Sipakatui ri padammu rupa taue merupakan ungkapan dalam bahasa Bugis yang berarti manusiakanlah sesama manusia. Adapun ungkapan tersebut mengandung makna ke-saling-an di antara sesama manusia, dan juga mengandung makna tidak mengenal perbedaan. Makna ke-saling-an bisa ditemukan pada kata pakataui ( manusiakanlah).
Sementara itu, yang mengandung makna tidak mengenal perbedaan bisa dilihat pada kalimat ri padammu rupa taue.
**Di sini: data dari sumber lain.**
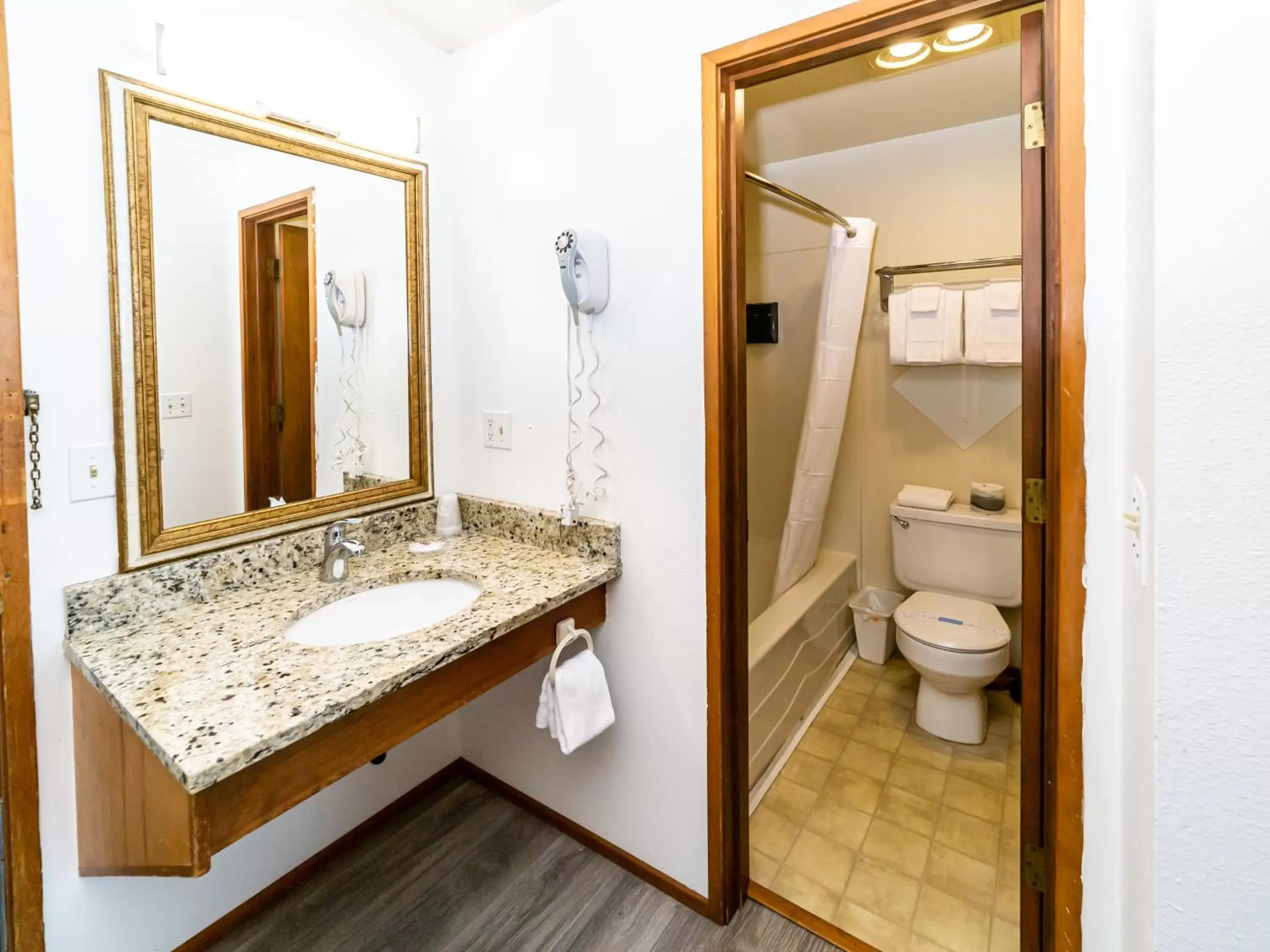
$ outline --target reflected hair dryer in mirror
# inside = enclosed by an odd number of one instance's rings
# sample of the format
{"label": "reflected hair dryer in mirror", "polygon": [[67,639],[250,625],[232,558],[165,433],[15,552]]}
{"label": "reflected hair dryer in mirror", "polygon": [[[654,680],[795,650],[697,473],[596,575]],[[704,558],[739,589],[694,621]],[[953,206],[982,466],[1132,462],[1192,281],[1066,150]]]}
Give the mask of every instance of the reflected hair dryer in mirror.
{"label": "reflected hair dryer in mirror", "polygon": [[366,275],[361,270],[326,272],[326,307],[339,333],[366,324]]}
{"label": "reflected hair dryer in mirror", "polygon": [[364,341],[358,348],[362,333],[352,334],[353,345],[344,350],[344,327],[358,331],[366,325],[366,275],[361,269],[347,272],[326,272],[323,277],[326,286],[326,307],[339,331],[339,392],[340,411],[337,421],[339,437],[335,440],[330,467],[343,470],[349,476],[362,475],[366,456],[366,440],[362,439],[362,364],[361,355]]}

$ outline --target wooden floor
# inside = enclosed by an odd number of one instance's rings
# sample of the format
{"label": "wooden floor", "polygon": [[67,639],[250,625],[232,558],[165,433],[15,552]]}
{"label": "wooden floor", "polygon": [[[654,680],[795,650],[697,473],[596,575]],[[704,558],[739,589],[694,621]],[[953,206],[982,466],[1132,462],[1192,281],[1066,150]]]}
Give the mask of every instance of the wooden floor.
{"label": "wooden floor", "polygon": [[215,952],[831,952],[756,902],[726,928],[466,779],[213,946]]}

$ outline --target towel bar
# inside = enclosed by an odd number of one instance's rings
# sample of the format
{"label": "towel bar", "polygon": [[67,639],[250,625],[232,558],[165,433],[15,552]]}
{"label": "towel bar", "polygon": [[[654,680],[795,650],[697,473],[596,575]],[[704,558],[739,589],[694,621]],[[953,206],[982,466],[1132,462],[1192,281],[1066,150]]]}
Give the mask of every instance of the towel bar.
{"label": "towel bar", "polygon": [[969,258],[964,261],[932,261],[931,264],[897,264],[889,265],[886,268],[879,268],[874,274],[879,278],[879,292],[881,294],[881,310],[889,311],[890,302],[886,300],[890,297],[890,292],[894,291],[895,282],[894,277],[897,274],[931,274],[933,272],[965,272],[973,270],[975,268],[1005,268],[1007,265],[1022,264],[1024,259],[1019,255],[1007,255],[1005,258]]}

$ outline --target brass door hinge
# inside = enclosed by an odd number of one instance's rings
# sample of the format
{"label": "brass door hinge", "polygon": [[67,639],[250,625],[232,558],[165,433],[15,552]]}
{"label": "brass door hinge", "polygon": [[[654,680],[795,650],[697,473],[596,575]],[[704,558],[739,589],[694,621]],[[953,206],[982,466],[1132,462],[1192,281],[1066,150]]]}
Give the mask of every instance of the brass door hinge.
{"label": "brass door hinge", "polygon": [[1024,149],[1043,149],[1045,146],[1045,107],[1041,103],[1027,103],[1024,107]]}
{"label": "brass door hinge", "polygon": [[1038,892],[1045,891],[1045,848],[1024,847],[1024,882]]}
{"label": "brass door hinge", "polygon": [[1045,480],[1024,480],[1024,518],[1044,526],[1048,512]]}

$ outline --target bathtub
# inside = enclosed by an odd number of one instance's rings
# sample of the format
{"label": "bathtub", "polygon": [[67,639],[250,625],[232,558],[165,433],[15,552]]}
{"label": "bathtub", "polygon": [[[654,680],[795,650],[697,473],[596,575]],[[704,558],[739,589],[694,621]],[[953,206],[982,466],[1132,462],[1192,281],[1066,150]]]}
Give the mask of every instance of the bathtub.
{"label": "bathtub", "polygon": [[[758,539],[752,541],[762,545]],[[754,552],[766,564],[766,551]],[[773,566],[775,567],[775,566]],[[768,592],[771,583],[768,581]],[[815,565],[749,622],[749,786],[820,699],[829,675],[855,644],[847,599],[856,560],[820,550]],[[751,612],[754,614],[754,611]]]}

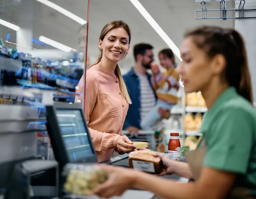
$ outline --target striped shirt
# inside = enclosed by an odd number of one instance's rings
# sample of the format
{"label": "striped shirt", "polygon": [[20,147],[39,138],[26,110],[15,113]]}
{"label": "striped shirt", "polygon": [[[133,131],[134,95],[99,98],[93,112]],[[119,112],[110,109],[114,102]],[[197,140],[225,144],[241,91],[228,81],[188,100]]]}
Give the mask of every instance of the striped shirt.
{"label": "striped shirt", "polygon": [[155,105],[154,91],[146,75],[136,74],[140,89],[140,118],[142,119]]}

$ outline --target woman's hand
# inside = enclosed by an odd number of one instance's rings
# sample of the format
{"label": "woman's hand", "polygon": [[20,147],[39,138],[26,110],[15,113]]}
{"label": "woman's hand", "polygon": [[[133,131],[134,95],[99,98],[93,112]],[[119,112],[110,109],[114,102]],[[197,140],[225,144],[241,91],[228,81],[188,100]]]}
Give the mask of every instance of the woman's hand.
{"label": "woman's hand", "polygon": [[132,151],[136,148],[133,143],[126,136],[119,136],[116,140],[116,148],[118,151],[125,153]]}
{"label": "woman's hand", "polygon": [[132,187],[137,171],[120,167],[99,165],[99,169],[108,174],[106,181],[93,191],[93,194],[104,198],[120,196]]}
{"label": "woman's hand", "polygon": [[154,155],[155,157],[158,157],[161,158],[165,167],[163,172],[158,175],[165,175],[167,174],[171,174],[173,173],[172,168],[174,162],[173,160],[168,158],[165,155],[160,153],[155,153]]}

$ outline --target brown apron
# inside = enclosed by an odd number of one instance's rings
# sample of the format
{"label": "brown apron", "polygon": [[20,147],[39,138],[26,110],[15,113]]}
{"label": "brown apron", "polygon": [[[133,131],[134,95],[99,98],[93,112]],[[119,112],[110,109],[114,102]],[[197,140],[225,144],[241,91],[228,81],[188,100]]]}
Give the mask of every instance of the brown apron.
{"label": "brown apron", "polygon": [[[203,167],[203,163],[206,151],[204,139],[202,141],[202,146],[194,151],[190,151],[185,155],[189,164],[194,180],[196,181],[199,178]],[[228,199],[254,199],[255,197],[248,188],[241,187],[232,188],[228,196]]]}

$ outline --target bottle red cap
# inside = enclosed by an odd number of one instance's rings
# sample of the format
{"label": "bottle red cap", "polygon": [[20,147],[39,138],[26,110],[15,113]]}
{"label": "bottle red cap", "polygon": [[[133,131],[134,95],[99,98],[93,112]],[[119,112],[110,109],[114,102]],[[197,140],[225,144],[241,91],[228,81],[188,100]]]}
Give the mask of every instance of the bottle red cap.
{"label": "bottle red cap", "polygon": [[173,136],[174,137],[179,136],[179,133],[170,133],[170,136]]}

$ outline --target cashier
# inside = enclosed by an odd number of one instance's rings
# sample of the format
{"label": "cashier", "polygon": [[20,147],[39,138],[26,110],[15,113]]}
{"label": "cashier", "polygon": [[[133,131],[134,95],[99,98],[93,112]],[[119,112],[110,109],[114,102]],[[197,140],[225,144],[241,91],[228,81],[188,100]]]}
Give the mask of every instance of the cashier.
{"label": "cashier", "polygon": [[[129,52],[130,36],[122,21],[106,24],[99,39],[100,56],[87,69],[85,115],[99,162],[110,159],[114,150],[123,154],[136,148],[122,133],[131,102],[117,64]],[[76,92],[83,93],[83,76]],[[76,97],[76,103],[81,101],[81,96]]]}
{"label": "cashier", "polygon": [[244,45],[232,29],[204,26],[185,34],[177,68],[185,91],[201,91],[208,111],[197,150],[187,163],[162,154],[165,174],[194,181],[175,181],[131,169],[101,166],[107,181],[94,190],[104,198],[131,187],[168,199],[256,198],[256,111],[252,106],[250,73]]}

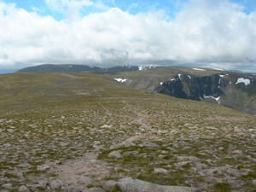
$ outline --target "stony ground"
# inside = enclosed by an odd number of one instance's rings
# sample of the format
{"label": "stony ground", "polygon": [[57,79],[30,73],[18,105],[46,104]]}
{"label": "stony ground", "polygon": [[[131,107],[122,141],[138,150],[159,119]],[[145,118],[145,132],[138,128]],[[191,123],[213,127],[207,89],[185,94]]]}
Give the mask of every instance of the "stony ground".
{"label": "stony ground", "polygon": [[158,94],[104,91],[26,110],[5,107],[0,191],[110,191],[108,183],[125,177],[255,191],[255,116]]}

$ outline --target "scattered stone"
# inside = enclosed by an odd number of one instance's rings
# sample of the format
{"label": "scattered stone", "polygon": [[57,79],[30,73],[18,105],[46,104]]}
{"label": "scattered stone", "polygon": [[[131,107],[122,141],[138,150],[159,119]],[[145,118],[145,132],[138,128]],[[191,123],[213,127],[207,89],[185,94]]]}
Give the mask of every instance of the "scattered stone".
{"label": "scattered stone", "polygon": [[13,189],[13,185],[11,183],[5,183],[5,184],[3,184],[2,186],[6,189]]}
{"label": "scattered stone", "polygon": [[30,192],[30,189],[26,185],[21,185],[19,187],[19,192]]}
{"label": "scattered stone", "polygon": [[102,188],[90,188],[85,190],[85,192],[106,192],[106,191],[103,190]]}
{"label": "scattered stone", "polygon": [[189,187],[166,186],[142,181],[134,177],[126,177],[118,182],[122,192],[198,192],[199,189]]}
{"label": "scattered stone", "polygon": [[189,162],[200,162],[201,159],[195,156],[178,156],[177,158],[178,161],[189,161]]}
{"label": "scattered stone", "polygon": [[60,180],[53,180],[53,181],[50,181],[49,185],[52,189],[60,189],[62,188],[63,183]]}
{"label": "scattered stone", "polygon": [[168,171],[163,168],[154,168],[154,173],[167,173]]}
{"label": "scattered stone", "polygon": [[32,166],[29,163],[20,163],[18,165],[20,168],[27,168],[30,169]]}
{"label": "scattered stone", "polygon": [[108,158],[122,159],[122,155],[119,151],[112,151],[108,155]]}
{"label": "scattered stone", "polygon": [[140,144],[140,147],[146,147],[146,148],[159,148],[158,144],[153,143],[151,142],[144,142],[143,144]]}
{"label": "scattered stone", "polygon": [[112,128],[112,125],[102,125],[102,126],[101,126],[101,128]]}
{"label": "scattered stone", "polygon": [[135,156],[137,154],[138,154],[137,151],[126,151],[124,153],[124,155],[127,155],[127,156],[130,156],[130,155]]}
{"label": "scattered stone", "polygon": [[83,176],[79,178],[79,183],[81,183],[83,185],[85,185],[86,187],[91,186],[95,183],[95,180],[93,180],[91,177],[89,177],[87,176]]}
{"label": "scattered stone", "polygon": [[108,180],[105,183],[103,183],[102,187],[107,191],[113,191],[117,185],[117,182],[113,180]]}
{"label": "scattered stone", "polygon": [[38,171],[46,171],[46,170],[49,170],[49,169],[50,169],[50,166],[46,165],[46,164],[38,166]]}

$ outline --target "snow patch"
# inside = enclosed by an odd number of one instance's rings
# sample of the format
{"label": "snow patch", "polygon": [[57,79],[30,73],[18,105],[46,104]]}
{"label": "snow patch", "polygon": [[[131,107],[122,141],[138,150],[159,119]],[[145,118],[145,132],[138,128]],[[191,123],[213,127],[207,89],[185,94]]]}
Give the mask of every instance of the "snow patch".
{"label": "snow patch", "polygon": [[193,68],[194,70],[195,70],[195,71],[207,71],[207,70],[205,70],[205,69],[202,69],[202,68]]}
{"label": "snow patch", "polygon": [[143,70],[146,68],[146,67],[143,67],[143,66],[140,66],[140,67],[137,67],[139,68],[140,71]]}
{"label": "snow patch", "polygon": [[218,102],[218,104],[220,103],[220,102],[219,102],[220,96],[214,97],[214,96],[204,96],[204,99],[206,99],[206,98],[214,99],[216,102]]}
{"label": "snow patch", "polygon": [[212,69],[217,70],[217,71],[224,71],[224,70],[222,69],[222,68],[212,68]]}
{"label": "snow patch", "polygon": [[248,79],[243,79],[243,78],[239,78],[236,83],[236,84],[240,84],[240,83],[244,83],[245,85],[250,84],[251,81]]}
{"label": "snow patch", "polygon": [[114,80],[116,80],[117,82],[119,82],[121,84],[125,83],[127,79],[120,79],[120,78],[118,78],[118,79],[114,79]]}

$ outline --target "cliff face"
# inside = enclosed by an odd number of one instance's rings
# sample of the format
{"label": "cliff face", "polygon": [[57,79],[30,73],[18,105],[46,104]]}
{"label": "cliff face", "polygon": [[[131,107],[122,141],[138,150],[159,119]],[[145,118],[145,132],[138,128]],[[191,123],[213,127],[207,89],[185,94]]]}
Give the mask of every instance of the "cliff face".
{"label": "cliff face", "polygon": [[155,90],[177,98],[201,101],[207,96],[218,98],[224,95],[221,88],[228,84],[218,74],[204,77],[178,74],[170,81],[162,82]]}

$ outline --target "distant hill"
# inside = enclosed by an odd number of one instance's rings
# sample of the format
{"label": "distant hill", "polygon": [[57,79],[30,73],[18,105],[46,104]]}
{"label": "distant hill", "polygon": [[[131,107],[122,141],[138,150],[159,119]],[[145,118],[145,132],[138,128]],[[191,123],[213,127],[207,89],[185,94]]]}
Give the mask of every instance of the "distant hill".
{"label": "distant hill", "polygon": [[94,72],[96,73],[115,73],[119,72],[135,72],[154,67],[114,66],[110,67],[90,67],[77,64],[43,64],[20,69],[18,72]]}
{"label": "distant hill", "polygon": [[222,69],[180,67],[44,64],[19,72],[90,72],[106,75],[123,85],[177,98],[216,103],[256,114],[256,76]]}
{"label": "distant hill", "polygon": [[123,84],[256,114],[256,76],[210,68],[156,67],[113,75]]}
{"label": "distant hill", "polygon": [[44,64],[39,66],[28,67],[22,68],[18,72],[92,72],[99,70],[100,67],[89,67],[85,65],[71,64]]}

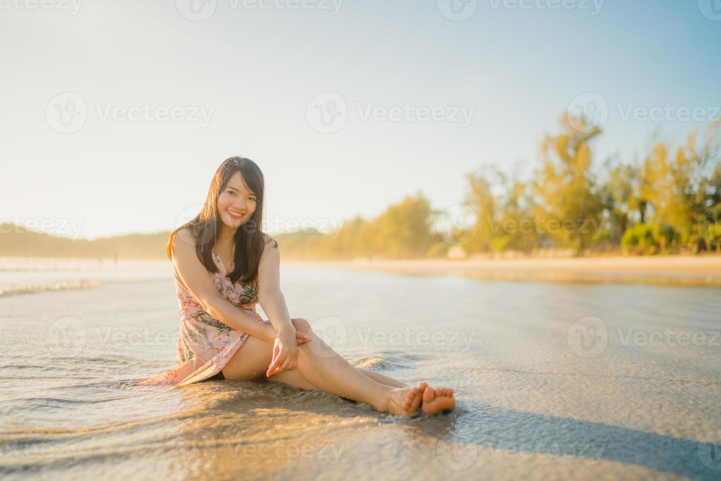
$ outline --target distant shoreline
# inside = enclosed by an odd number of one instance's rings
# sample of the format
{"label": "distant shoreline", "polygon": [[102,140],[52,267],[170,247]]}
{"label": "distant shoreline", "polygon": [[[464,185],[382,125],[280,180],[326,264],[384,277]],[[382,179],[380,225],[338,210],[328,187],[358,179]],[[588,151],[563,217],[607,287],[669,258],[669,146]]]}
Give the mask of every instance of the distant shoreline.
{"label": "distant shoreline", "polygon": [[642,283],[721,287],[721,255],[553,259],[428,259],[299,261],[296,267],[363,269],[397,274],[463,275],[508,281]]}

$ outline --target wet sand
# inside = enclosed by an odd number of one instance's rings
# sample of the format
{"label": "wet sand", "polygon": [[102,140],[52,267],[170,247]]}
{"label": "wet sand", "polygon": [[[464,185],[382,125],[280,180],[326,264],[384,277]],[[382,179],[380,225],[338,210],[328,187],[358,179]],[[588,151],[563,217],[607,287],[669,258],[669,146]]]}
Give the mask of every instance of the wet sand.
{"label": "wet sand", "polygon": [[506,281],[721,286],[721,255],[526,259],[284,261],[296,267],[456,275]]}

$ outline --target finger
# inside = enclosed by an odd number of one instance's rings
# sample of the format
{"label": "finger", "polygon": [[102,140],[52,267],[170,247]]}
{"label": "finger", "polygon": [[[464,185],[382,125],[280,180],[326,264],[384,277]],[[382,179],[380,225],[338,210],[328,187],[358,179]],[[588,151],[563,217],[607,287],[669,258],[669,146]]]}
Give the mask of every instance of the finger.
{"label": "finger", "polygon": [[274,371],[280,363],[280,356],[276,356],[273,357],[273,361],[270,362],[270,366],[268,366],[267,371],[265,371],[265,376],[267,377],[268,376],[275,374]]}
{"label": "finger", "polygon": [[270,371],[270,370],[269,369],[268,371],[269,371],[270,374],[267,374],[267,376],[273,376],[273,374],[277,374],[278,373],[279,373],[279,372],[280,372],[281,371],[283,371],[283,361],[280,361],[280,363],[278,363],[278,366],[277,366],[277,367],[276,367],[276,368],[275,368],[275,369],[273,369],[273,371]]}

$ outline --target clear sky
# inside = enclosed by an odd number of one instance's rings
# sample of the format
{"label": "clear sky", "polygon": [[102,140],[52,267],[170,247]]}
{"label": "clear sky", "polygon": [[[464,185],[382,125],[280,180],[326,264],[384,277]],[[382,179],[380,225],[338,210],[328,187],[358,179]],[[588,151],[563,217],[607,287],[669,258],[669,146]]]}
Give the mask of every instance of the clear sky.
{"label": "clear sky", "polygon": [[[442,210],[482,164],[530,172],[585,92],[608,105],[597,162],[721,117],[716,0],[44,1],[0,0],[0,219],[58,234],[173,228],[231,155],[281,229],[419,190]],[[703,118],[624,118],[665,105]]]}

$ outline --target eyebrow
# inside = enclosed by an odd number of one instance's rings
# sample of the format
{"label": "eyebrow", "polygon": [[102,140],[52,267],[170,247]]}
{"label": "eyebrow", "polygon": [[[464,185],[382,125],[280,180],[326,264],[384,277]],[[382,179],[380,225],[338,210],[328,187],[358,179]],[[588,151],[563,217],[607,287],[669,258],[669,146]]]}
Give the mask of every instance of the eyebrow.
{"label": "eyebrow", "polygon": [[[229,186],[228,186],[228,187],[226,187],[226,188],[228,188],[228,189],[233,189],[234,190],[238,190],[238,189],[235,188],[234,187],[231,187],[230,185],[229,185]],[[238,192],[240,192],[240,190],[238,190]],[[254,194],[254,193],[252,193],[252,192],[250,193],[250,195],[255,195],[255,194]],[[257,195],[255,195],[255,196],[256,196],[256,197],[257,197]]]}

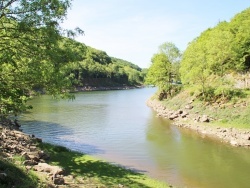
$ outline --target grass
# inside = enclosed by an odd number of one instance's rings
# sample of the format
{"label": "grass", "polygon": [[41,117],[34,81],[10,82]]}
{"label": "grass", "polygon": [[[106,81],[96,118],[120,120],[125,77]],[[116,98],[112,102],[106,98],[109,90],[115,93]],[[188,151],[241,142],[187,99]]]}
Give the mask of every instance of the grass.
{"label": "grass", "polygon": [[[47,163],[62,167],[65,170],[65,178],[72,177],[68,185],[64,187],[169,187],[165,182],[151,179],[144,174],[112,165],[89,155],[70,151],[62,146],[40,143],[38,147],[50,155]],[[23,158],[20,156],[7,160],[6,157],[0,155],[0,173],[7,175],[2,178],[0,176],[0,188],[49,187],[46,175],[27,170],[22,162]]]}
{"label": "grass", "polygon": [[21,157],[12,160],[0,156],[0,188],[42,187],[39,178],[33,172],[27,172],[21,165]]}
{"label": "grass", "polygon": [[[168,109],[185,109],[194,100],[190,114],[206,114],[215,119],[211,125],[221,127],[250,128],[250,91],[245,91],[243,98],[233,98],[231,101],[219,104],[204,102],[195,97],[192,88],[187,88],[173,98],[162,101]],[[247,104],[247,105],[244,105]]]}
{"label": "grass", "polygon": [[[165,182],[160,182],[141,173],[98,160],[92,156],[81,154],[61,146],[43,143],[41,149],[50,153],[50,163],[61,166],[67,174],[72,174],[75,180],[84,179],[85,183],[98,187],[164,188]],[[87,186],[86,186],[87,187]]]}

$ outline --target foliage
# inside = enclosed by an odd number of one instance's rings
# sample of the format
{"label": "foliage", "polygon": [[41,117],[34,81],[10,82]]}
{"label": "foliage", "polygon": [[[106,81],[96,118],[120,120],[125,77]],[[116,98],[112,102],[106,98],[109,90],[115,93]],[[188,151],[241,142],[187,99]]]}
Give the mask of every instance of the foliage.
{"label": "foliage", "polygon": [[71,37],[62,29],[70,0],[0,2],[0,115],[17,115],[31,93],[73,97],[69,91],[86,79],[110,79],[120,85],[140,84],[141,69]]}
{"label": "foliage", "polygon": [[160,99],[179,91],[174,85],[179,81],[179,62],[181,53],[173,43],[164,43],[159,53],[152,57],[152,64],[146,75],[146,84],[156,85],[160,90]]}
{"label": "foliage", "polygon": [[65,64],[77,56],[62,35],[76,33],[59,27],[68,0],[6,0],[0,6],[0,114],[16,115],[27,108],[32,89],[58,95],[70,88]]}
{"label": "foliage", "polygon": [[83,184],[88,187],[168,187],[165,182],[153,180],[146,175],[109,164],[91,156],[69,151],[62,146],[52,146],[42,143],[41,149],[49,153],[50,163],[65,169],[67,174],[72,174],[77,182],[84,177]]}
{"label": "foliage", "polygon": [[[15,162],[21,163],[20,157],[14,157]],[[6,174],[0,178],[0,187],[39,187],[38,178],[30,172],[27,172],[24,166],[17,167],[13,161],[0,156],[0,171]]]}
{"label": "foliage", "polygon": [[[106,80],[114,85],[141,84],[144,74],[141,68],[128,61],[110,57],[106,52],[87,47],[86,54],[82,54],[82,60],[75,64],[74,75],[82,85],[93,84],[89,80]],[[102,82],[105,86],[105,82]]]}
{"label": "foliage", "polygon": [[[184,84],[198,86],[203,99],[230,99],[234,90],[234,73],[250,68],[250,9],[230,22],[220,22],[194,39],[183,54],[180,65]],[[213,91],[213,92],[212,92]]]}

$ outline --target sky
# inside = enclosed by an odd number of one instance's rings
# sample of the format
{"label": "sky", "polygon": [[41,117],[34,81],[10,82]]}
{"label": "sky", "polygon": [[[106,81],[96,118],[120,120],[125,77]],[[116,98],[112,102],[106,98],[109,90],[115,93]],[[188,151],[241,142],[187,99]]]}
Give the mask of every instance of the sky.
{"label": "sky", "polygon": [[230,21],[250,7],[250,0],[73,0],[63,28],[81,28],[75,38],[148,68],[165,42],[181,51],[201,32]]}

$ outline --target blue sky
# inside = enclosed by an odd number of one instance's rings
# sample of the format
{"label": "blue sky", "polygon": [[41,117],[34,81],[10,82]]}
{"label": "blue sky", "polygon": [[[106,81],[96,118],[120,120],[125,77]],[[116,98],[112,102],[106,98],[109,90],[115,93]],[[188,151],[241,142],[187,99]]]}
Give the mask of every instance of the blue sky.
{"label": "blue sky", "polygon": [[62,26],[80,27],[76,40],[148,68],[158,46],[181,51],[219,21],[230,21],[250,0],[73,0]]}

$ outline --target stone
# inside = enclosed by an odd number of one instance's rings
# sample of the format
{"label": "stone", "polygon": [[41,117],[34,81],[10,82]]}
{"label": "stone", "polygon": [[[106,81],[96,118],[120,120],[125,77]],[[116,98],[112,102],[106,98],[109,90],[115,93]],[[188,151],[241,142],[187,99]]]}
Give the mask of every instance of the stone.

Kalimat tersebut mengandung makna bahwa rupa tau adalah entitas makhluk yang berkesadaran yaitu manusia, tanpa ada unsur pembeda di antara sesama rupa tau atau manusia. Jadi, setiap rupa tau atau manusia harus mendapat perlakuan sesuai martabatnya sebagai manusia tanpa mengenal unsur-unsur pembeda. Apakah dia manusia berkulit hitam atau berkulit putih, Austronesia atau Melanesia, Bugis atau Jawa, Hindu atau Islam, perempuan atau laki-laki, selama mereka adalah seorang manusia maka harus mendapat perlakuan sebagai manusia layaknya seperti diri kita sendiri. Hal semacam itu diuraikan oleh Mattulada dalam bukunya, yang menjelaskan tentang nilai-nilai kemanusiaan yang terkandung dalam sebuah naskah Bugis kuno yang berjudul Latoa.
Referensi:
Mattulada, 1995, Latoa, Suatu Lukisan Analitis Terhadap Antropologi Politik Orang Bugis, Cetakan ke-2, Hasanuddin University Press, Makassar. Badewi 2015, Relasi Antar Manusia Dalam Nilai-Nilai Budaya: Perpektif Filsafat Dialogis Martin Bube, Jurnal Filsafat, 25, 1.